Roberts S J, Bateman D N, Smith J M
Wolfson Unit of Clinical Pharmacology, University of Newcastle upon Tyne.
Br J Gen Pract. 1997 Jan;47(414):13-8.
The volume and cost of prescribing varies considerably between practices. This variation is at least in part due to the prescribing behaviour of individual doctors, who are often faced with a range of therapeutically equivalent generic and brand-name drugs.
To assess the impact on general practitioners' prescribing behaviour of promoting therapeutically equivalent lower cost prescribing in conjunction with an incentive scheme.
Annual prescribing data from before (1992-93) and after (1993-94) implementation of the incentive scheme were compared retrospectively for general practices in the former Northern Regional Health Authority. Main outcome measures were the practices' 1993-94 rates of prescribing relative to those in 1992-93 for 18 drugs prescribed by brand name, of which 10 were targeted in the promotion, and for 14 drugs or classes of drugs either with equivalent cheaper alternatives or of limited clinical value (10 targeted and four not).
For 17 of the 18 drugs, brand name prescribing rates were significantly lower in 1993-94. Reductions in rates were greater for the 10 drugs appearing in the scheme's promotional literature. For other cost-saving measures, total prescribing rates were lower for seven classes of drugs, unchanged for one, but higher for the other six, all of which had been targeted. According to the growth in their overall per capita prescribing costs between the two study years, the 499 practices were categorized as low, average or high. Overall costs and individual prescribing rates for the majority of drugs studied were similar for these three practice groups in 1992-93. In 1993-94, practices' changes in prescribing volume differed between the groups, with the lowest increases in the low cost-growth group for all but one of the 32 classes of drugs.
Generic substitution was more easily implemented than more complex hints regarding cost-saving substitutions. Practices with smaller overall cost growth were making greater use of cost-beneficial prescribing strategies, whether promoted or otherwise. Simple messages may improve the cost-effectiveness of prescribing in the UK. With information support and encouragement, many prescribers appear to have modified their prescribing habits.

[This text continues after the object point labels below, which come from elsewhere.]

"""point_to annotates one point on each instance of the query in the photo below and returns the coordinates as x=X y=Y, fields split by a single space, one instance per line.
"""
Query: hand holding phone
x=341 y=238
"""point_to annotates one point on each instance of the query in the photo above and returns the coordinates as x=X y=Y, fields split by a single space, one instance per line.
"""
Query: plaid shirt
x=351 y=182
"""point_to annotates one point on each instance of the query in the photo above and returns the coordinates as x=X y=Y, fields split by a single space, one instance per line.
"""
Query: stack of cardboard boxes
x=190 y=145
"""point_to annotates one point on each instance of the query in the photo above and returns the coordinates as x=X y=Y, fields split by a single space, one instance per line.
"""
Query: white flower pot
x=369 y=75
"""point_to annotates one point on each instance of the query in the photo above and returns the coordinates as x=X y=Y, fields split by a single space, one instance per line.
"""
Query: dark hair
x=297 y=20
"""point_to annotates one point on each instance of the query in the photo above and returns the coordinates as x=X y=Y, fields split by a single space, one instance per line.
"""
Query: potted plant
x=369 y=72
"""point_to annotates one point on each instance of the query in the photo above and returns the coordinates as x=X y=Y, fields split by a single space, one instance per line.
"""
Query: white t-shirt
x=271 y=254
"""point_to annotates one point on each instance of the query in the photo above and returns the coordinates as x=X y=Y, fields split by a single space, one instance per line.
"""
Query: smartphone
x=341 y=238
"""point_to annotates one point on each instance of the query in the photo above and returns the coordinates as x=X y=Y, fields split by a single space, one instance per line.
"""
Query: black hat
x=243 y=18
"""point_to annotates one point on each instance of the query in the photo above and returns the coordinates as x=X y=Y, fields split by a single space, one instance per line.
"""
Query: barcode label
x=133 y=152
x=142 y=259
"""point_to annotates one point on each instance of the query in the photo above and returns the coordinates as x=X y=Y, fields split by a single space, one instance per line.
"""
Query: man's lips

不同医疗机构的处方量和成本差异很大。这种差异至少部分归因于个体医生的处方行为,他们常常面临一系列治疗等效的通用名药物和品牌药。
评估结合激励计划推广治疗等效的低成本处方对全科医生处方行为的影响。
对前北方地区卫生局各医疗机构1992 - 93年(激励计划实施前)和1993 - 94年(激励计划实施后)的年度处方数据进行回顾性比较。主要结局指标是各医疗机构1993 - 94年相对于1992 - 93年18种品牌药的处方率,其中10种是推广目标药物,以及14种有等效廉价替代品或临床价值有限的药物或药物类别(10种为目标药物,4种非目标药物)。
18种药物中有17种在1993 - 94年的品牌药处方率显著降低。计划宣传资料中出现的10种药物的处方率降幅更大。对于其他节省成本措施,7类药物的总处方率降低,1类不变,但其他6类升高,这6类均为目标药物。根据两个研究年份间人均处方总成本的增长情况,将499家医疗机构分为低成本增长、中等成本增长和高成本增长三类。在1992 - 93年,这三类医疗机构中大多数研究药物的总体成本和个体处方率相似。1993 - 94年,不同组间医疗机构的处方量变化不同,除32类药物中的1类外,低成本增长组的增幅最小。
通用名药物替换比关于节省成本替换的更复杂提示更容易实施。总体成本增长较小的医疗机构更多地采用了成本效益好的处方策略,无论是否为推广策略。简单的信息可能会提高英国处方的成本效益。在信息支持和鼓励下,许多开处方者似乎改变了他们的处方习惯。